The hydration plan that Haile Gebrselassie used when he set a world record of 2:04:26 at the Berlin Marathon in 2007, which involved drinking about two liters of fluid during the race. In practice, his plan was as much focused on fueling as on hydration. Of the two liters of fluid he planned to consume during the race, 1.25 L was sports drink (the rest was water), and he also took five sports gels, providing a total of between 60 and 80 grams of carbohydrate per hour. That number is significant, because scientists have traditionally figured that 60 grams an hour (about 250 calories) is pretty much the maximum amount you can absorb during exercise. The rate-limiting step is the absorption of carbohydrate from the intestine into the bloodstream.

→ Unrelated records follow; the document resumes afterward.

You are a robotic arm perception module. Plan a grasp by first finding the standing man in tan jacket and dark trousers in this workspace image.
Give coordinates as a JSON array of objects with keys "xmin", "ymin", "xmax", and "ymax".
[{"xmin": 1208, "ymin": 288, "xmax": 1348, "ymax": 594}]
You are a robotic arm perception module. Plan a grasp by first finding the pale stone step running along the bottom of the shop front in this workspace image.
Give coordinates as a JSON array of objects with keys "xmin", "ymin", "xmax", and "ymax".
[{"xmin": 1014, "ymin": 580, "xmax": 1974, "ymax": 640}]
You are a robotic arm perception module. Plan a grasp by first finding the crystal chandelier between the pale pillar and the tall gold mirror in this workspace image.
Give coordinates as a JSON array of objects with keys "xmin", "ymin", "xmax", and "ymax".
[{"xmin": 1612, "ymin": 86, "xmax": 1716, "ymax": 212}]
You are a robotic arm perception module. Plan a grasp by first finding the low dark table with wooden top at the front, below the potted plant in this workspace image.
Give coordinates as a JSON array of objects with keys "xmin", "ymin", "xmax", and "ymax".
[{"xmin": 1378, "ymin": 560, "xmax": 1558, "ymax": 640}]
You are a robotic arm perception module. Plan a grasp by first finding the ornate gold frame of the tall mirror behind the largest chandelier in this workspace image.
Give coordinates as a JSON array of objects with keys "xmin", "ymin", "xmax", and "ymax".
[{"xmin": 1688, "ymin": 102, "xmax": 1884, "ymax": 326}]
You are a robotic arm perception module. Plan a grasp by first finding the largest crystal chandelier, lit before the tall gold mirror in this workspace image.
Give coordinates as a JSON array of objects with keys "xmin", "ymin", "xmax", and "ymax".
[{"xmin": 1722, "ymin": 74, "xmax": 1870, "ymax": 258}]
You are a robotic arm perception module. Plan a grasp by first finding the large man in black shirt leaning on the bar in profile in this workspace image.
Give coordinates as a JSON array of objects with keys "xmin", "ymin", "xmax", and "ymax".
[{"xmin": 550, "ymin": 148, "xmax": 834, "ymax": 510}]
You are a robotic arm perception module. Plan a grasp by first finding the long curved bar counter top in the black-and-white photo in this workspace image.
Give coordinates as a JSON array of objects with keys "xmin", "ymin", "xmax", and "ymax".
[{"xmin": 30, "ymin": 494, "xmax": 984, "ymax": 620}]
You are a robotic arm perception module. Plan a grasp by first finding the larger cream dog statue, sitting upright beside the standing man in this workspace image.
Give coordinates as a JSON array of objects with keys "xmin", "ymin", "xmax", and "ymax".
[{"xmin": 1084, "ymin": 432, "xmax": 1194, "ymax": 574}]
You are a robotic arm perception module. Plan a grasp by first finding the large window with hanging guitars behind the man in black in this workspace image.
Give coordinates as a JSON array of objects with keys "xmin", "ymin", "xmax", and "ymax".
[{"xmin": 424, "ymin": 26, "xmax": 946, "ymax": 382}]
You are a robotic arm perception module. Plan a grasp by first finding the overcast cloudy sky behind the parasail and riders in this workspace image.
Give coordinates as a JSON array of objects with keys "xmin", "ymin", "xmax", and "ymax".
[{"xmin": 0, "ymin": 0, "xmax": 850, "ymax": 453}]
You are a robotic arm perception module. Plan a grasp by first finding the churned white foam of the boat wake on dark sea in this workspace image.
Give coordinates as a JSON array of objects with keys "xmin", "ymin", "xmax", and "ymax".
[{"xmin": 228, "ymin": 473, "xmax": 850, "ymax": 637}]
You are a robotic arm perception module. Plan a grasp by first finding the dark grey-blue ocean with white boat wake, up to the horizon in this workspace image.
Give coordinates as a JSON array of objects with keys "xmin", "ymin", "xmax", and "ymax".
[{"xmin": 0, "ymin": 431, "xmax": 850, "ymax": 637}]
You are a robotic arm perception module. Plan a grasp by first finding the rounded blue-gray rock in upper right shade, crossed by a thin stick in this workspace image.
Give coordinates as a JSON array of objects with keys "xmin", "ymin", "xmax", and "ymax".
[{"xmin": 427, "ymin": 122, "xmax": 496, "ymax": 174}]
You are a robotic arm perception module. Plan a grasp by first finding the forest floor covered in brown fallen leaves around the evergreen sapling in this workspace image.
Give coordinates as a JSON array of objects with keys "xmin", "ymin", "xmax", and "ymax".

But Gebrselassie was taking advantage of newly published (at the time) data showing that if you combine two different types of carbohydrate—glucose and fructose, for example—they pass through the intestinal wall using two different cellular routes that can operate simultaneously, enabling you to absorb as much as 90 grams of carbohydrate per hour.

Stomaching that much carbohydrate in the middle of a race is no easy task—that’s why Nike’s two-hour-marathon scientists spent so much time trying to help their athletes, particularly Zersenay Tadese and Lelisa Desisa, increase the amount they could stomach during training runs. The Nike team also mixed various drinks together to find personalized carbohydrate combinations that would maximize palatability and absorption rate for each runner. For the rest of us, glucose-fructose mixes are now incorporated in standard sports drinks from companies like PowerBar and Gatorade. If you can stomach more than 60 grams per hour, the higher absorption rate should help stave off the depletion of your glycogen stores and allow you to maintain a faster pace for longer without hitting the wall.

In theory, the math behind this sort of fueling plan is simple: the number of calories you need to ingest is the difference between how many you already have stored in your body and how many you want to burn. In practice, though, the body’s workings turn out to be considerably more complicated.